There are other ways to compare tables but to answer your question these are the two native functions on either platform.



回答3:

You can use CHECKSUM() in SQL Server to compute a multi-column hash.



回答4:

If you have limited access to the Oracle system, and haven't been granted execute permissions on DBMS_CRYPTO.Hash(), you can still use DBMS_OBFUSCATION_TOOLKIT.MD5() to generate the same hashed value on both Oracle and SQL Server. You just have to make sure to convert the string to the same code page as the machine running SQL Server. I believe the default on most North American Windows boxes is windows-1252 ANSI Latin 1; Western European (Windows) (from https://docs.microsoft.com/en-us/windows/desktop/intl/code-page-identifiers)

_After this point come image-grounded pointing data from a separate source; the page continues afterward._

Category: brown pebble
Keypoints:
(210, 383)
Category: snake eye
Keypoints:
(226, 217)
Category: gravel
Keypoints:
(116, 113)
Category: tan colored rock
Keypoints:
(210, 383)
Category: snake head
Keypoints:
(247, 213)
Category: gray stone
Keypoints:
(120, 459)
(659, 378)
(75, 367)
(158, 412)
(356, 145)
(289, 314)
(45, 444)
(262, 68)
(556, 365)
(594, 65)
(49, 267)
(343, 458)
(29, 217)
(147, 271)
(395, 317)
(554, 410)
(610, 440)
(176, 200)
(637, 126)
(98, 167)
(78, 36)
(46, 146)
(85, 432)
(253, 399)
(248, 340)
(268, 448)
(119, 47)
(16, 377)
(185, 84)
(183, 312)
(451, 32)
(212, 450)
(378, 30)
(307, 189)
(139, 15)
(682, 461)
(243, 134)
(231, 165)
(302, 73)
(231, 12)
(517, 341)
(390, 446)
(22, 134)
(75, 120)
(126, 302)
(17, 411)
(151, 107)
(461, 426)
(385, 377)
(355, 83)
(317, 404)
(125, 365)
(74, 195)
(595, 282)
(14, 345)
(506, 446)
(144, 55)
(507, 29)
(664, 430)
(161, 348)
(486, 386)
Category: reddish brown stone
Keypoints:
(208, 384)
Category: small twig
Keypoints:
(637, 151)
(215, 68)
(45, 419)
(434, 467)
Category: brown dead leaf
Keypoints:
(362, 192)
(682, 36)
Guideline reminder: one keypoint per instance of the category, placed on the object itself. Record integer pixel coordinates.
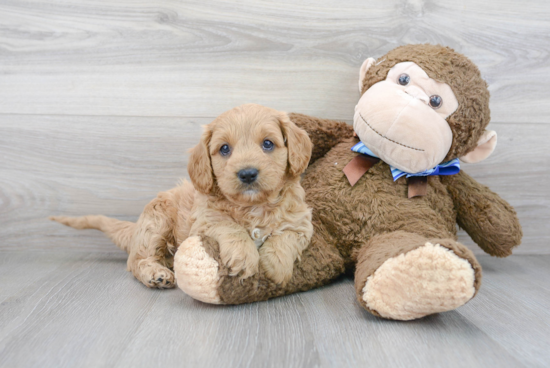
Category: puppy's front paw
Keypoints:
(240, 256)
(277, 264)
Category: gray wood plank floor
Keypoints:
(82, 309)
(100, 101)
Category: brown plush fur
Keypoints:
(222, 207)
(360, 227)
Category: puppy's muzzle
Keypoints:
(248, 176)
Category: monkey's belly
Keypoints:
(374, 205)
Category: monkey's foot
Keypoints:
(426, 280)
(197, 272)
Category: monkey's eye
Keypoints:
(404, 79)
(225, 150)
(436, 101)
(267, 145)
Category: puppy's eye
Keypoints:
(404, 79)
(267, 145)
(225, 150)
(436, 101)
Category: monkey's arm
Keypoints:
(489, 220)
(324, 133)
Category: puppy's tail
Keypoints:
(120, 232)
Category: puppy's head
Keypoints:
(248, 153)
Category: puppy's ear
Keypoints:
(298, 143)
(199, 166)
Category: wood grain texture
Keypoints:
(199, 58)
(84, 310)
(78, 165)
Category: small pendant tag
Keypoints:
(357, 167)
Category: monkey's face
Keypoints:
(402, 118)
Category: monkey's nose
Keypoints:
(248, 176)
(417, 93)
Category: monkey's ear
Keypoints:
(199, 166)
(298, 143)
(364, 68)
(485, 146)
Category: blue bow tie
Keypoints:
(446, 168)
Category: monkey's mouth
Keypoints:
(389, 139)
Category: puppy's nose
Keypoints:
(248, 176)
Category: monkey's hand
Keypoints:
(324, 133)
(489, 220)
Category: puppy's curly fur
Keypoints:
(269, 211)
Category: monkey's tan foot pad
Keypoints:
(427, 280)
(197, 272)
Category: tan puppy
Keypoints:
(246, 194)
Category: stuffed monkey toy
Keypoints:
(388, 194)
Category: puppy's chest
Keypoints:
(259, 227)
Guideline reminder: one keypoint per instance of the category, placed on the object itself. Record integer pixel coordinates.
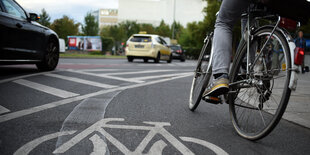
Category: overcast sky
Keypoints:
(75, 9)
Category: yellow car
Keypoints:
(146, 46)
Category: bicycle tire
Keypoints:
(201, 75)
(232, 98)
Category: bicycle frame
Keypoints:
(289, 39)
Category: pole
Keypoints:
(173, 24)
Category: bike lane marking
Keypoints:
(27, 148)
(3, 110)
(206, 144)
(100, 146)
(21, 113)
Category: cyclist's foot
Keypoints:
(213, 100)
(219, 86)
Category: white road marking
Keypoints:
(46, 89)
(99, 70)
(137, 72)
(107, 76)
(24, 76)
(214, 148)
(32, 110)
(3, 110)
(159, 76)
(82, 81)
(100, 146)
(27, 148)
(156, 128)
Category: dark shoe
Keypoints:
(218, 87)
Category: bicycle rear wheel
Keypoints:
(258, 100)
(202, 74)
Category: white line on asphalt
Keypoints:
(32, 110)
(82, 81)
(46, 89)
(107, 76)
(159, 76)
(214, 148)
(99, 70)
(3, 110)
(137, 72)
(27, 148)
(24, 76)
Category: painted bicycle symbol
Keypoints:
(100, 145)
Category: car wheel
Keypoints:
(157, 59)
(51, 57)
(170, 59)
(130, 59)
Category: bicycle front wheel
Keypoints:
(202, 74)
(258, 100)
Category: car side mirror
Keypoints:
(33, 17)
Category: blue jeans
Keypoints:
(229, 13)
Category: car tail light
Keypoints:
(299, 56)
(288, 24)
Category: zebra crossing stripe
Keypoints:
(46, 89)
(82, 81)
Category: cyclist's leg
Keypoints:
(230, 11)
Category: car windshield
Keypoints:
(175, 47)
(141, 39)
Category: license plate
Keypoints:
(139, 46)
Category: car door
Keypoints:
(23, 33)
(6, 38)
(165, 49)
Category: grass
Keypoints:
(75, 55)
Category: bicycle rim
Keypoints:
(257, 106)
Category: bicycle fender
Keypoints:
(292, 46)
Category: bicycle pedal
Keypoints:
(212, 100)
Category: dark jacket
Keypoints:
(300, 44)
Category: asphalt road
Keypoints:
(96, 106)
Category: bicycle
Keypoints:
(262, 75)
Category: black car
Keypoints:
(177, 52)
(23, 40)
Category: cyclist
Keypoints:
(230, 11)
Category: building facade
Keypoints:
(106, 17)
(153, 11)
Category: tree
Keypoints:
(44, 18)
(91, 27)
(65, 27)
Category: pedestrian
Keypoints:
(301, 43)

I don't particularly like having function calls in my WHERE clauses, so I put the SQL side hash into a CTE, and then join to the OPENQUERY results.

;WITH sqlHash AS
(
    SELECT s.PK
        ,UPPER(CONVERT(CHAR(32), HASHBYTES('MD5', s.Column1 + '|' + s.Column2 + '|' + s.ColumnN), 2)) AS sqlHash
    FROM sqltable s
)
SELECT s.PK
FROM sqlHash s
JOIN OPENQUERY
     ( oracleLinkedServer, '
     SELECT 
        PK
        ,CONVERT(UPPER(RAWTOHEX(
            SYS.DBMS_OBFUSCATION_TOOLKIT.MD5(input_string => "oraColumn1" || ''|'' || "oraColumn2" || ''|'' || "oraColumnN")
            )),''AL32UTF8'',''WE8MSWIN1252'') AS oracleHash
       FROM oracleTable' ) o ON o.PK = s.PK
WHERE s.sqlHash <> o.oracleHash

A couple of things to point out here that might not be immediately apparent.

First, I'm adding a pipe character, |, between each column in the concatenated text. This is differentiate combinations like "digital" + "aaron" and "digi" + "talaaron" from producing the same hash, as the string would become "digital|aaron" and "digi|talaaron" which should produce different hashed values.

Second, when we get the SQL side has in the CTE, the value comes back as a VARBINARY. If we just displayed this value, there would be a leading 0x. But we want to strip this off, and also convert the value to something a bit more useful than a VARBINARY. So we convert to CHAR(32) with a style of 2.